DOIS PODERES MÁGICOS PARA O REI
Alcino Lagares
Conforme a narrativa de Heródoto (480-425 a.C.), o rei Polícrates era, por volta do século VI a.C., o famoso Tirano de Samos (esta uma ilha no Mar Egeu).
Polícrates, em grego, significa “muito poderoso”...
Ele ficou famoso em toda a Hélade (o nome que era dado à Grécia naquele tempo), uma vez que promovia muitas guerras contra os povos vizinhos, nas quais sempre saía vencedor. Ele tornava escravos os povos derrotados, e acumulava riquezas, tornando-se, a cada dia, mais e mais poderoso. Sua força de guerra era representada por cerca de mil arqueiros, e cem navios de cinquenta remos (navios de cinquenta remos eram naves de guerra, movidas a remo, portanto com esforço de igual número de remadores, usual naquele século, mas pouco disponíveis nos diversos reinos).
Como todo tirano que se preza, não hesitava em mandar matar quantos ousassem desobedecê-lo, ou até mesmo emitissem alguma opinião diferente da sua própria.

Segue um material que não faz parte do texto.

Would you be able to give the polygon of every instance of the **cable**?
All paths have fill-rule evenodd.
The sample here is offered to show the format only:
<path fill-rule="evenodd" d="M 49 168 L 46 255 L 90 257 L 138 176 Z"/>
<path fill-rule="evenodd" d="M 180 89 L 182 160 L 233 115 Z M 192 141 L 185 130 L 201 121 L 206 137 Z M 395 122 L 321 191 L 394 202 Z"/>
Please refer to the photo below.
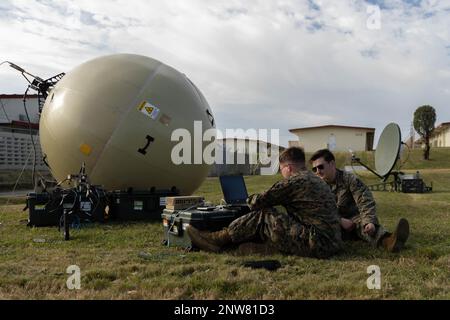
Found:
<path fill-rule="evenodd" d="M 48 180 L 46 177 L 44 177 L 39 171 L 36 171 L 37 175 L 39 176 L 39 178 L 41 178 L 42 181 L 47 182 L 47 183 L 58 183 L 58 181 L 56 181 L 55 178 L 53 178 L 53 180 Z"/>
<path fill-rule="evenodd" d="M 2 105 L 2 109 L 3 109 L 3 112 L 5 113 L 6 120 L 8 121 L 8 123 L 11 123 L 11 119 L 9 119 L 9 117 L 8 117 L 8 113 L 6 112 L 5 104 L 3 103 L 2 99 L 0 99 L 0 104 Z M 11 134 L 12 134 L 12 137 L 15 139 L 16 135 L 14 134 L 14 130 L 11 130 Z"/>
<path fill-rule="evenodd" d="M 25 94 L 23 96 L 23 107 L 25 109 L 25 114 L 27 116 L 29 134 L 30 134 L 30 137 L 31 137 L 31 143 L 33 145 L 34 157 L 33 157 L 33 169 L 32 169 L 32 174 L 31 174 L 31 182 L 33 184 L 33 188 L 36 191 L 36 156 L 37 156 L 37 154 L 36 154 L 36 144 L 34 143 L 33 132 L 32 132 L 32 128 L 31 128 L 31 120 L 30 120 L 30 116 L 29 116 L 28 110 L 27 110 L 26 99 L 27 99 L 28 91 L 30 90 L 30 88 L 33 88 L 35 90 L 36 89 L 39 90 L 39 88 L 36 87 L 36 85 L 33 84 L 34 82 L 32 82 L 30 79 L 28 79 L 26 77 L 26 75 L 29 75 L 29 76 L 33 77 L 35 79 L 35 81 L 37 81 L 37 82 L 42 82 L 43 80 L 41 78 L 36 77 L 36 76 L 32 75 L 31 73 L 25 71 L 25 69 L 23 69 L 22 67 L 19 67 L 18 65 L 14 64 L 14 63 L 12 63 L 10 61 L 3 61 L 2 63 L 0 63 L 0 66 L 5 64 L 5 63 L 9 64 L 9 66 L 11 68 L 19 71 L 22 74 L 22 76 L 25 78 L 25 80 L 27 80 L 27 82 L 29 83 L 27 89 L 25 90 Z M 4 109 L 3 102 L 2 102 L 2 107 Z M 6 111 L 5 111 L 5 114 L 6 114 Z"/>
<path fill-rule="evenodd" d="M 28 110 L 27 110 L 27 96 L 28 96 L 28 91 L 30 90 L 31 86 L 28 86 L 27 90 L 25 91 L 25 94 L 23 96 L 23 107 L 25 109 L 25 115 L 27 116 L 27 120 L 28 120 L 28 129 L 29 129 L 29 134 L 31 137 L 31 143 L 33 145 L 33 152 L 34 152 L 34 158 L 33 158 L 33 169 L 31 171 L 31 183 L 33 184 L 33 188 L 36 191 L 36 145 L 34 143 L 34 138 L 33 138 L 33 131 L 31 129 L 31 120 L 30 120 L 30 116 L 28 115 Z"/>
<path fill-rule="evenodd" d="M 11 120 L 10 120 L 9 117 L 8 117 L 8 113 L 6 112 L 5 105 L 3 104 L 3 100 L 2 100 L 2 99 L 0 99 L 0 104 L 2 105 L 3 113 L 4 113 L 5 116 L 6 116 L 6 120 L 7 120 L 8 122 L 11 122 Z"/>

Pois bem: certa vez, num dos raros momentos de paz, Polícrates sentia-se entediado, e começou a refletir a respeito de sua própria existência... Ele começava a se perguntar se era feliz, se poderia ser feliz para sempre, e como faria para controlar a própria felicidade...
Convocou, então, os sete sábios de Samos e disse-lhes o seguinte:
_ “Os problemas relacionados à riqueza de Samos, e às guerras de conquistas são resolvidos por mim e, sem falsa modéstia, devo dizer que os resolvo maravilhosamente bem! Mas, existem problemas que eu não consigo resolver, já que são problemas que afligem a minha própria mente. Ora, vocês são sábios e vivem em Samos, onde sou o rei; portanto, têm de apresentar-me a solução. Pelas estórias que me eram contadas quando eu era criança, existem objetos com poderes mágicos, tais como “varas de condão”, entre outros... Então, quero que me tragam um objeto com exatos dois poderes mágicos, quais sejam: sempre que eu estiver triste, ao olhar para ele, deverei ficar alegre; e sempre que eu estiver alegre, ao olhar para ele, deverei entristecer-me.”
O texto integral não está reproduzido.